A Day Out in the Danube’s Wachau Valley

Melk
Sleepy Melk rests up under the watchful eye of its huge Benedictine abbey.
Melk Abbey, Melk
Melk's awesome abbey dominates the town.
Schloss Schönbühel, near Melk
Schönbühel Castle sits on the Danube's south bank between Melk and Willendorf.
By Rick Steves

The Wachau Valley, where the Danube River makes its way toward Vienna, is blanketed with vineyards and ornamented with cute villages. And the 24-mile stretch of the Wachau between the towns of Melk and Krems is as pretty as river valleys come.

For a fine day trip from Vienna, catch the early train to Melk, tour its glorious abbey, eat lunch, and spend the afternoon meandering down the river to Krems by bike, bus, or boat. From Krems, catch the train back to Vienna.

Melk is sleepy and elegant under its huge abbey. The restored Melk Abbey (Benediktinerstift), beaming proudly over the Danube Valley, is one of Europe's great sights. Established as a fortified Benedictine abbey in the 11th century, it was destroyed by fire. What visitors see today is 18th-century Baroque.

The grand restoration project — financed in part by the sale of the abbey's Gutenberg Bible to Harvard (which was later donated to Yale University) — was completed by 1996 to celebrate the 1,000th anniversary of the first reference to a country named Österreich (Austria).

For 900 years, monks of St. Benedict have lived and worked in Melk's abbey, during the Reformation (1500s), occupation by Napoleon (1800s), and the Nazis (1900s). Today, the institution survives, funded by agriculture and your visit.

High above the grand entry are the Latin words "Glory only in the cross" and a huge copy of the Melk Cross (one of the abbey's greatest treasures — the original is hiding in the treasury, viewable only with special permission). Inside is the art-lined Imperial corridor, abbey museum, "Marble Hall" (made mostly of stucco) with an impressive 1731 ceiling fresco by Tirolean Paul Troger; library (with another Troger fresco), and the grand finale: the full-on Baroque church with its 200-foot-tall dome and symmetrical towers.

Just outside is the abbey's park, with its picturesque Baroque pavilion housing some fine Bergl frescoes and a café.

Consider making your way down the river by bike. The three- to four-hour, gently downhill pedal from Melk to Krems takes you through the most scenic stretch of the Wachau Valley. Cyclists rule here, and you'll find all the amenities that make this valley so popular with Austrians on two wheels. (Ask Melk's tourist information office for the latest on bike-rental options.)

You can bike either the south or the north side of the river. The advantage of the south side is that there’s a dedicated, paved bike path the whole way; at worst you ride next to — but never on — the road (which has less traffic than the north side). The south side is much quieter and more rural, but there are still plenty of vineyards and small Gasthöfe in the villages along the way.

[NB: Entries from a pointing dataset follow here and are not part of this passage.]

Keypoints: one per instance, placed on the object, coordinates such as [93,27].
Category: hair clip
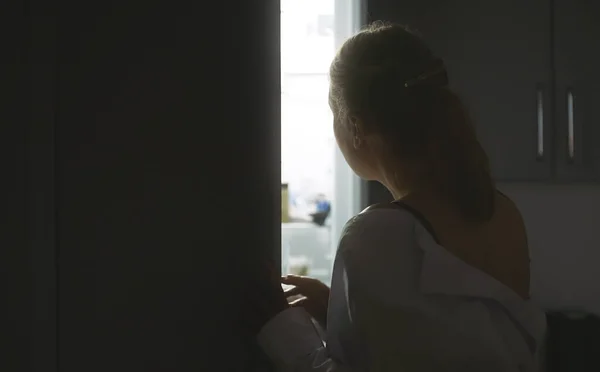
[440,72]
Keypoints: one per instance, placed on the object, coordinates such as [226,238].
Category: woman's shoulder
[377,227]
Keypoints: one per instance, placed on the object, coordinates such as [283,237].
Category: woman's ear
[356,129]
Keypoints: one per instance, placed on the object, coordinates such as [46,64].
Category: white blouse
[401,302]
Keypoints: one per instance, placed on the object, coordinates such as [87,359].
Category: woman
[438,280]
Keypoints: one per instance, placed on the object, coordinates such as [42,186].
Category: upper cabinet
[526,71]
[577,94]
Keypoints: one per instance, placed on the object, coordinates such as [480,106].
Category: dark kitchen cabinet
[577,95]
[498,54]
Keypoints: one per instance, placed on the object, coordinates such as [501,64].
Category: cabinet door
[498,58]
[577,59]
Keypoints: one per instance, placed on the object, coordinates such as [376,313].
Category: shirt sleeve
[291,339]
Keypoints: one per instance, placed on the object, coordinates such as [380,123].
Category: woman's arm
[292,341]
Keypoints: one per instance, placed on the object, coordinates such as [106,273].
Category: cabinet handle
[570,126]
[540,124]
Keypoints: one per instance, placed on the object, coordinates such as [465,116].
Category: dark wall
[154,183]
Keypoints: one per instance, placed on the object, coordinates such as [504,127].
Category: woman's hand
[264,298]
[314,296]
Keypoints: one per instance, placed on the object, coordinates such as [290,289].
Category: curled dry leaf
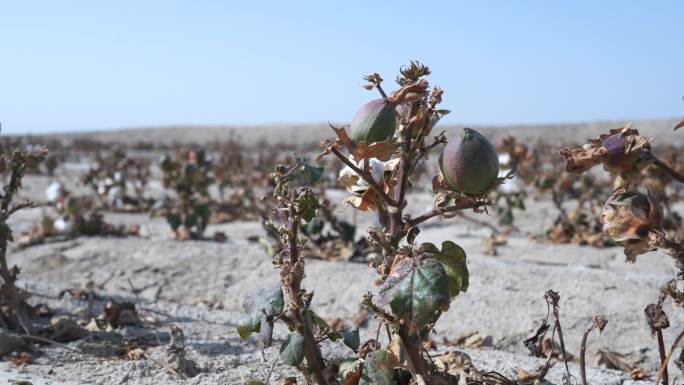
[621,150]
[635,219]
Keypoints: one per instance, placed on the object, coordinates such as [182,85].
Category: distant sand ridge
[301,134]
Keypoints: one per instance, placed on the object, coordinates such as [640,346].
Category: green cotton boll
[376,121]
[469,163]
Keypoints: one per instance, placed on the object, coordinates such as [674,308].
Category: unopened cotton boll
[53,192]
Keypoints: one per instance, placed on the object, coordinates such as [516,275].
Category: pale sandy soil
[178,279]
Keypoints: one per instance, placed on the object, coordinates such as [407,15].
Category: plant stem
[583,351]
[469,204]
[413,350]
[300,314]
[661,350]
[674,174]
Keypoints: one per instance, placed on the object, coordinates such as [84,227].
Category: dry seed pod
[376,121]
[469,163]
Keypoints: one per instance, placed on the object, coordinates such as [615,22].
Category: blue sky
[83,65]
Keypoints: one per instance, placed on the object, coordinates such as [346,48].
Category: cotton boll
[63,226]
[53,192]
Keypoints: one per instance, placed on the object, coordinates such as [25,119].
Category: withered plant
[73,216]
[15,313]
[389,137]
[634,219]
[188,174]
[119,180]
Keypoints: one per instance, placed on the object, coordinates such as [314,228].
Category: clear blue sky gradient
[82,65]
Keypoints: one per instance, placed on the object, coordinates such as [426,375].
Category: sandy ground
[199,286]
[296,134]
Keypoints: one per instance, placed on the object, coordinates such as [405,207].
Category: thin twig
[661,350]
[669,356]
[674,174]
[443,210]
[51,342]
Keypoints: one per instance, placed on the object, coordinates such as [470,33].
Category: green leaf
[520,204]
[416,290]
[315,226]
[378,369]
[506,217]
[174,221]
[270,301]
[202,210]
[307,173]
[292,350]
[351,339]
[350,371]
[307,205]
[453,258]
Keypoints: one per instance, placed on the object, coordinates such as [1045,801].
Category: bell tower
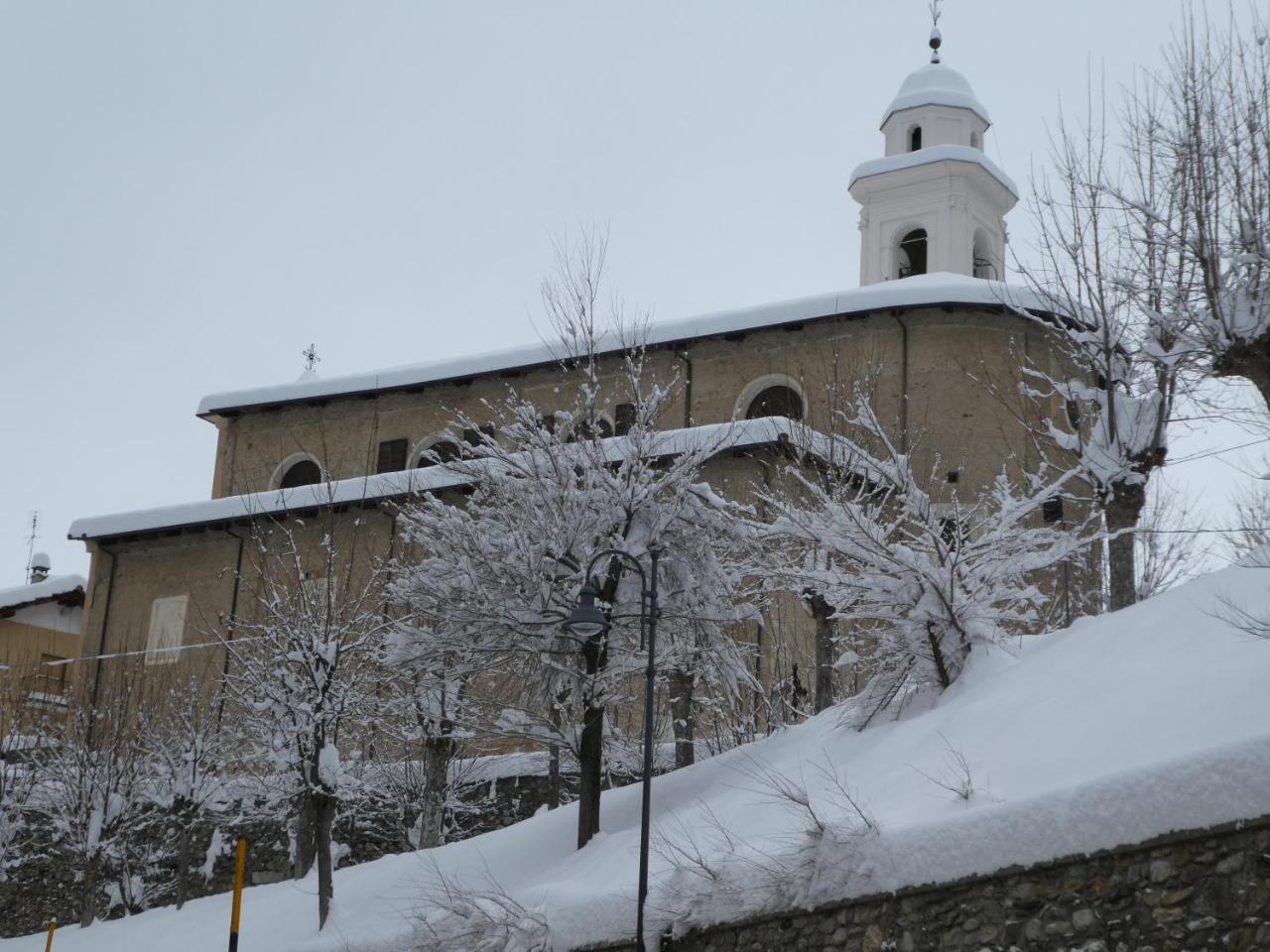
[935,202]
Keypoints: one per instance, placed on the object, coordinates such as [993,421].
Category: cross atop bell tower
[935,202]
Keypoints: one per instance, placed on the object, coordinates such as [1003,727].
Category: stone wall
[1202,890]
[45,885]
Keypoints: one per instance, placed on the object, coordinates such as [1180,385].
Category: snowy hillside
[1115,730]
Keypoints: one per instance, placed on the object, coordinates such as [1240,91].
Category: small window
[598,428]
[479,435]
[444,451]
[980,258]
[305,472]
[53,675]
[912,254]
[1052,509]
[624,416]
[1074,414]
[776,402]
[391,456]
[167,629]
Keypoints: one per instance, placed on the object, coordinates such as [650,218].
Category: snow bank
[1119,729]
[940,289]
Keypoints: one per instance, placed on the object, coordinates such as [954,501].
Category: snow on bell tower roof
[937,84]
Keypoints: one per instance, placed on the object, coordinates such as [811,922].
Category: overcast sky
[191,193]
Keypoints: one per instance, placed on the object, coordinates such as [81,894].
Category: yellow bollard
[239,867]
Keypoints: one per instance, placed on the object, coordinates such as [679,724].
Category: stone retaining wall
[45,885]
[1201,890]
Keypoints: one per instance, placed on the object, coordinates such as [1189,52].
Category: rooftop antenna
[31,540]
[937,37]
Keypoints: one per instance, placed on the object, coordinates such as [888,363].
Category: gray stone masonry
[1201,890]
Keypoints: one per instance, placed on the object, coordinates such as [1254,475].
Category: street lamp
[585,620]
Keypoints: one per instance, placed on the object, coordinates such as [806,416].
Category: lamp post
[587,620]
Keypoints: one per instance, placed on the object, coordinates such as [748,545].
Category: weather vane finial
[937,40]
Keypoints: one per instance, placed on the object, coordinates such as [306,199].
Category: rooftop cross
[937,39]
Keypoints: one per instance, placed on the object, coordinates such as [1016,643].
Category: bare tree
[1118,289]
[303,658]
[94,797]
[928,580]
[182,743]
[1207,108]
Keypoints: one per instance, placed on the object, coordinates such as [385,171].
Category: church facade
[930,326]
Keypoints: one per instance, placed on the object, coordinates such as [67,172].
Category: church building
[930,325]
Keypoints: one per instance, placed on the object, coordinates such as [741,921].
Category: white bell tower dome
[935,202]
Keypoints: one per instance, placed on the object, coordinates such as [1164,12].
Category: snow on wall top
[934,154]
[711,438]
[937,84]
[925,290]
[44,590]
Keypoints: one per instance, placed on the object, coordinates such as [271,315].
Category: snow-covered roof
[937,84]
[711,438]
[934,154]
[912,293]
[45,590]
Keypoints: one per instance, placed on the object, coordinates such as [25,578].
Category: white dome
[935,84]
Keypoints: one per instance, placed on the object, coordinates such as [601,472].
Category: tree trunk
[324,817]
[590,769]
[553,775]
[683,684]
[183,864]
[87,904]
[305,833]
[437,753]
[825,653]
[1121,512]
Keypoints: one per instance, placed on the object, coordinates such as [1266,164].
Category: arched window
[776,402]
[912,254]
[599,428]
[982,263]
[444,451]
[305,472]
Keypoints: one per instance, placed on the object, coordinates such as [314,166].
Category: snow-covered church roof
[55,587]
[937,84]
[708,439]
[919,291]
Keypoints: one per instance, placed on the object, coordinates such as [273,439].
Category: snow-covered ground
[1115,730]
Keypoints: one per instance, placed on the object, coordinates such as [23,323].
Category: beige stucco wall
[957,367]
[930,350]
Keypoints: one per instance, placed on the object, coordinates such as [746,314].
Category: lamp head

The north side has more attractions, but also heavier traffic and arguably poorer views. Inexpensive ferries carry people, bikes, and cars regularly across the river at three points (Spitz, Weissenkirchen, and Dürnstein), so you can also change sides midstream.

You can also just hop a boat along this route. From May through September, five boats a day make the 1.75-hour trip. (Because of the six-knot flow of the Danube, the same ride back upstream takes three hours.)

Just downstream of Melk lies the town of Willendorf, known among prehistorians as the town where the oldest piece of European art was found. The village's two-room, smartly designed museum, the Venusium, tells the story of the Venus of Willendorf, the well-endowed, 30,000-year-old fertility symbol found here. Above the museum you can visit the point where the statue was actually discovered during railway construction in 1908, and you can see where the hillside has been cut away to reveal the layers of sediment deposited over the millennia.

Farther along is Dürnstein, a touristic flypaper of a town with traffic-free quaintness and its one claim to fame (and fortune): Richard the Lionhearted was imprisoned here in 1193. Despite the hordes of tour-bus and cruise-ship visitors, the town is a delight — almost like a Disney movie (but with stores selling overpriced ice cream and apricot jam). The ruined castle above town, where Richard was kept, can be reached by a fairly steep 30-minute hike with great river views.

Finally, you reach Krems, a true gem, with a shopper's-wonderland old town. If you decide you want to stay, the tourist office can help you find a room in a private home. Otherwise, Vienna's just a one-hour train ride away.